- Despite an extensive body of evidence supporting the benefit and use of guideline-directed medical therapy (GDMT) for patients with heart failure with reduced ejection fraction (HFrEF), its implementation remains low
- The IMPLEMENT-HF study explored the efficacy of virtual optimization of GDMT for hospitalized patients, hypothesizing that a dedicated GDMT Team would improve GDMT optimization during admission compared to usual care
- A virtual care team-guided strategy improved GDMT in hospitalized HFrEF patients; this strategy was safe and was not associated with increased hospital length of stay.

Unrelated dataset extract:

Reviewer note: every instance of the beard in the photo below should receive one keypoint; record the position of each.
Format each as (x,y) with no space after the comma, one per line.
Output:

Hospitalizations, readmission, and emergency department visits are unfortunately not uncommon for patients with heart failure with reduced ejection fraction (HFrEF). As providers seek opportunities for improving the quality of care provided to this patient group, investigators have turned to developing virtual medicine strategies, specifically the implementation of virtual care teams. Admissions pose a unique opportunity for patients with HFrEF to optimize available guideline-directed medical therapy (GDMT, i.e., evidence-based ß-blockers, ACEi/ARB/ARNI, MRA, & SGLT2i) under close supervision, yet this requires nuanced understanding of such medications in order for uptitration to be safe and effective. Recent advances in virtual medicine have positioned virtual consultation and outreach in a unique place to improve patient care. In the study titled, Safety And Efficacy Of Virtual Care Team Guided Therapeutic Optimization During Hospitalization In Patients With HFrEF, or the IMPLEMENT-HF Study, investigators used a virtual care team to aid inpatient providers in therapeutic changes during hospital admissions for any cause.
IMPLEMENT-HF was a prospective implementation trial in patients with HFrEF admitted to 3 hospitals within an integrated healthcare delivery system (Mass General Brigham, Boston, MA) from October 2021 through June 2022. The study evaluated inpatient therapeutic changes to GDMT for consecutive admissions in HFrEF patients hospitalized with and without implementation of a virtual care team-guided strategy. There were three sites included in the study, comprised of an academic medical center, a community teaching hospital, and a community hospital. The virtual care team was comprised of a pharmacist and physician who provided GDMT optimization suggestions to primary teams based on an evidence-based algorithm. Patients had to be ≥18 years of age, with an LVEF ≤40%, and admitted to a participating facility on a non-intensive care unit medical or surgical service to be included in the study. Importantly, patients with critical illness and systolic blood pressure less than 90 mmHg in the preceding 24 hours prior to study enrollment were excluded; other exclusion criteria included severe valvular disease, pulmonary hypertension, recent cardiac intervention, or admission for COVID-19 among others. A total of 252 patient encounters were selected after review by investigators (198 unique patients). After allocation and follow up, 143 encounters received usual care and 106 received the virtual care team-guided intervention. The primary outcome was GDMT optimization score, described as the sum of positive (+2 for new initiations, 1+ for dose up-titrations) and negative therapeutic changes (-2 for discontinuations, -1 for dose down-titrations) at hospital discharge compared to medication regimen on admission. Both patient groups were well-matched in terms of baseline characteristics. Important to note, 70% of patients were admitted for indications other than a heart failure exacerbation, 20% of patients had de novo heart failure presentations.
The use of a virtual care team to optimize GDMT during consecutive hospitalizations showed a statistically significant improvement in GDMT optimization score (+1.2, 95% confidence interval [CI] +0.7 to +1.8; per adjusted beta coefficient) with a p-value of <0.001. Secondary outcomes showed an increase in new initiations across all GDMT classes, with beta blockers and mineralocorticoid antagonists having statistically significant new initiations. A highlight of the results was the number needed to intervene of 5 encounters. In-hospital adverse events were examined as a marker of safety; there were no significant differences between the virtual care team strategy and usual care in terms of hypertension, hyperkalemia, acute kidney injury, bradycardia, and in-hospital death.
A virtual care team-guided strategy improved GDMT in hospitalized HFrEF patients. Importantly, investigators found that this strategy was safe, scalable, and was not associated with increased hospital length of stay. While presenting the results, Dr. Ankeet Bhatt remarked that “benefits were consistent across most subgroups, including hospitalizations for non-heart failure indications and de novo heart failure presentations.” This study adds to a mounting body of evidence supporting the use of virtual medicine resources across the spectrum of care for patients with HFrEF. Future studies externally validating these findings with a focus on medication durability and clinical outcomes stemming from the use of virtual care teams would add to the growing promise of virtual medicine.